De tout temps, l'Evangile de saint Jean a exercé une influence terrorisante sur messire le diable et sur tous les esprits malins et malfaisants, tant sur ceux qui volent dans les airs que sur ceux qui hantent les maisons, gens et bêtes sur la terre.

C'est, dit-on, à cause de cette influence bienfaisante qu'au Moyen Age, alors que le diable voyageait beaucoup sur terre, voguait de long en large sur mer et volait impunément dans les airs, que l'Eglise a fait ajouter à la fin de la sainte messe le début de l'Evangile de saint Jean.

Elle ordonna, en outre, que cet évangile, écrit en beaux caractères très lisibles, fût exposé sur le côté gauche des saints autels pour la célébration de la messe.

Depuis ces temps reculés à nos jours, tout célébrant n'a cessé de réciter d'ordinaire l'Evangile de saint Jean après avoir dit: "Ite missa est". Allez, la messe est dite!...

Et nombre de diables, même des plus fourbes et des plus hargneux, ont dû rentrer dans leurs antres ténébreux; d'autres ont été atrocement écornés et d'autres ont vu leur puissance très amoindrie.
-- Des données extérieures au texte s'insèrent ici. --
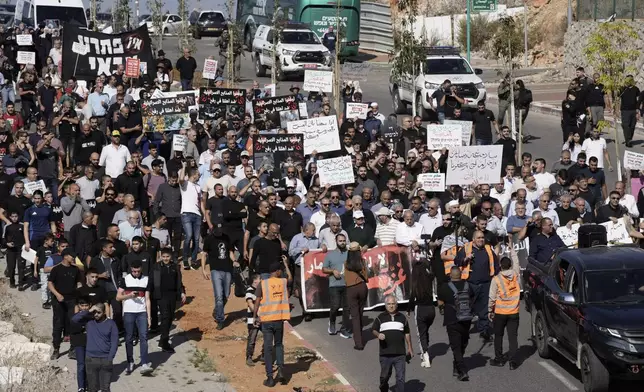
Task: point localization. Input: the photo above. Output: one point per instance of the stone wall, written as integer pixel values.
(576, 38)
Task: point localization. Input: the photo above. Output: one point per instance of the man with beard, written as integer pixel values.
(89, 141)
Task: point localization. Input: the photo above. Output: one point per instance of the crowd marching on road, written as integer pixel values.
(113, 216)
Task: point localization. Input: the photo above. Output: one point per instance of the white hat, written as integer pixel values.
(383, 211)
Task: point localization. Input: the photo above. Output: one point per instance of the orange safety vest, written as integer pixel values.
(490, 256)
(274, 304)
(507, 295)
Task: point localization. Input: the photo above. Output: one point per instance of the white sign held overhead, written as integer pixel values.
(356, 110)
(633, 160)
(318, 81)
(179, 142)
(336, 171)
(209, 69)
(25, 57)
(432, 182)
(617, 233)
(24, 40)
(320, 133)
(466, 129)
(469, 164)
(448, 135)
(569, 236)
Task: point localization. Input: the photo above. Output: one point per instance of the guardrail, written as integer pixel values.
(376, 32)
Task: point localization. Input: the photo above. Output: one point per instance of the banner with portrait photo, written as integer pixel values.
(167, 114)
(88, 54)
(388, 272)
(216, 103)
(271, 148)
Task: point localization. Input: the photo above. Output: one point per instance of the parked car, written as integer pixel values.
(171, 24)
(207, 23)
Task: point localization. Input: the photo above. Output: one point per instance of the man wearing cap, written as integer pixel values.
(386, 230)
(360, 232)
(64, 278)
(114, 156)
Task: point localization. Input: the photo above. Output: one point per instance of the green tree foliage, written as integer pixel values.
(608, 53)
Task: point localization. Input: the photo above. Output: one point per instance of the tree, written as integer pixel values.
(409, 52)
(607, 52)
(156, 10)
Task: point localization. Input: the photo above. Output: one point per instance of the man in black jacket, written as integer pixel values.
(167, 289)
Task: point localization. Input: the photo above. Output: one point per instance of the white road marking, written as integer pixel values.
(557, 374)
(341, 378)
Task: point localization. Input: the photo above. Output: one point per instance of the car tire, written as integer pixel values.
(594, 374)
(399, 105)
(260, 70)
(541, 336)
(420, 110)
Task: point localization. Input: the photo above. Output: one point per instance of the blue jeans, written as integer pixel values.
(191, 223)
(140, 322)
(481, 295)
(273, 330)
(80, 367)
(221, 281)
(186, 84)
(8, 94)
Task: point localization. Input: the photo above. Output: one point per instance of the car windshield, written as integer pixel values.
(299, 37)
(63, 14)
(615, 286)
(212, 16)
(447, 66)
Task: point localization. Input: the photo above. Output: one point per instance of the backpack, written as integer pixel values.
(462, 302)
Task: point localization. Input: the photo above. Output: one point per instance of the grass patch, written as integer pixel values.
(201, 361)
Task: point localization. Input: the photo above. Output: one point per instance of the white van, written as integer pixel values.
(55, 12)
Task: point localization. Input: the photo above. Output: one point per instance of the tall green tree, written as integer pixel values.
(609, 54)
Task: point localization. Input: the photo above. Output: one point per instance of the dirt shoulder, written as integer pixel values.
(227, 347)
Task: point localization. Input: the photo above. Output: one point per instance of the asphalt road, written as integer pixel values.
(361, 369)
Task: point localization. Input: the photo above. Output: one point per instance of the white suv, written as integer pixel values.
(440, 64)
(298, 48)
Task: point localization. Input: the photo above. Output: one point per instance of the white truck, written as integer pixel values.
(440, 63)
(298, 48)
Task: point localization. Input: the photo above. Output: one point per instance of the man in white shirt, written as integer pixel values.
(114, 156)
(191, 214)
(543, 178)
(626, 200)
(432, 218)
(595, 146)
(409, 233)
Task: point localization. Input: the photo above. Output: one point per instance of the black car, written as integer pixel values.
(588, 305)
(207, 23)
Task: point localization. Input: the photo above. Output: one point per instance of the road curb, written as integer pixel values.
(539, 107)
(345, 383)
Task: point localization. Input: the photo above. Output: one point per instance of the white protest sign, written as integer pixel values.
(633, 160)
(31, 187)
(24, 40)
(466, 129)
(569, 236)
(617, 233)
(469, 164)
(320, 133)
(79, 48)
(432, 182)
(304, 111)
(356, 71)
(448, 135)
(357, 110)
(209, 69)
(179, 142)
(336, 171)
(25, 57)
(318, 81)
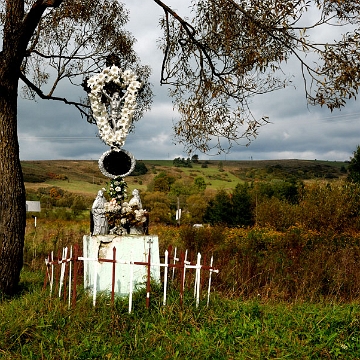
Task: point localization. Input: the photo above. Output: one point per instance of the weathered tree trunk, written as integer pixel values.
(12, 190)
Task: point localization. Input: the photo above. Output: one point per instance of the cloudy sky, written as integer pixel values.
(51, 130)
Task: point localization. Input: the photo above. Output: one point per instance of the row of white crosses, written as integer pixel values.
(177, 263)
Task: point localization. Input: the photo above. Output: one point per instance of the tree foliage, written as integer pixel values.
(45, 43)
(227, 51)
(215, 60)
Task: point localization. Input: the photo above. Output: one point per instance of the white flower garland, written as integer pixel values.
(127, 80)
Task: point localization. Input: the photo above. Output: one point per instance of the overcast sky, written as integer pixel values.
(51, 130)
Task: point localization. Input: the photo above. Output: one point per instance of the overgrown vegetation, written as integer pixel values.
(288, 286)
(33, 326)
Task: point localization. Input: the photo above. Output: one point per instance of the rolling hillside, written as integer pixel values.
(84, 176)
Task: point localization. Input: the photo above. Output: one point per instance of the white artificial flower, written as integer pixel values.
(96, 83)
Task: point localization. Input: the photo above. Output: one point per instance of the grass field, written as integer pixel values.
(35, 326)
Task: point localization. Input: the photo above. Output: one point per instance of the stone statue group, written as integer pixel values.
(99, 221)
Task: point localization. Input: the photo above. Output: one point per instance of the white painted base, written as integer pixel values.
(134, 247)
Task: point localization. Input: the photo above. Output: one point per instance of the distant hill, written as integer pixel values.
(84, 176)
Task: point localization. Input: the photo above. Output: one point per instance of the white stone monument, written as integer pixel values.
(131, 248)
(117, 223)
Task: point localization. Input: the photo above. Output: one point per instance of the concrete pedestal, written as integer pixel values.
(128, 248)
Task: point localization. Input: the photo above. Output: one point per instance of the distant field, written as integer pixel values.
(84, 176)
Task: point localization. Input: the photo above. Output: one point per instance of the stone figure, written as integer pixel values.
(98, 215)
(135, 200)
(115, 107)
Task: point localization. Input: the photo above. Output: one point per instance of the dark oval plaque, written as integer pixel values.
(117, 162)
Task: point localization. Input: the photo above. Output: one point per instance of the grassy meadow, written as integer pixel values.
(288, 287)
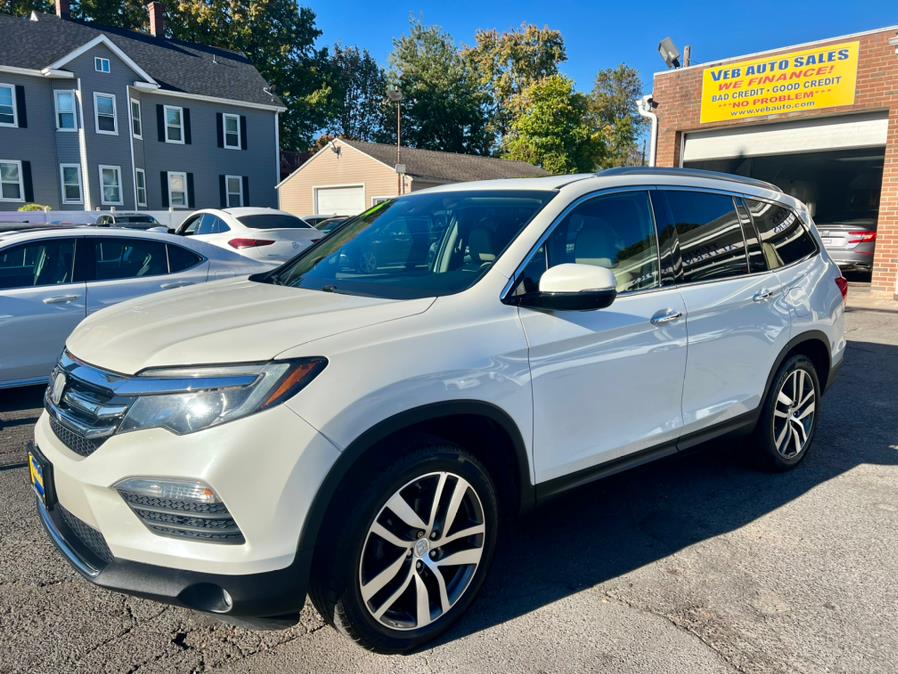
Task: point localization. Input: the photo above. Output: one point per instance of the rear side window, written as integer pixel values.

Il est évident que, pour obtenir ces heureux résultats et pour étre débarrassés du diable, tous les fidèles, aussi bien les femmes que les hommes, doivent joindre leurs prières à celles de l'Eglise et ne pas quitter le lieu saint avant que l'Evangile de saint Jean ne soit entièrement récité.

Le touriste qui a visité le gracieux village de Charmey, à l'entrée des Alpes gruériennes, cède facilement à la tentation de suivre plus loin la belle vallée qui s'enfonce dans la montagne, entre deux parois de hautes cimes, dont plusieurs ont plus de 2000 mètres d'altitude.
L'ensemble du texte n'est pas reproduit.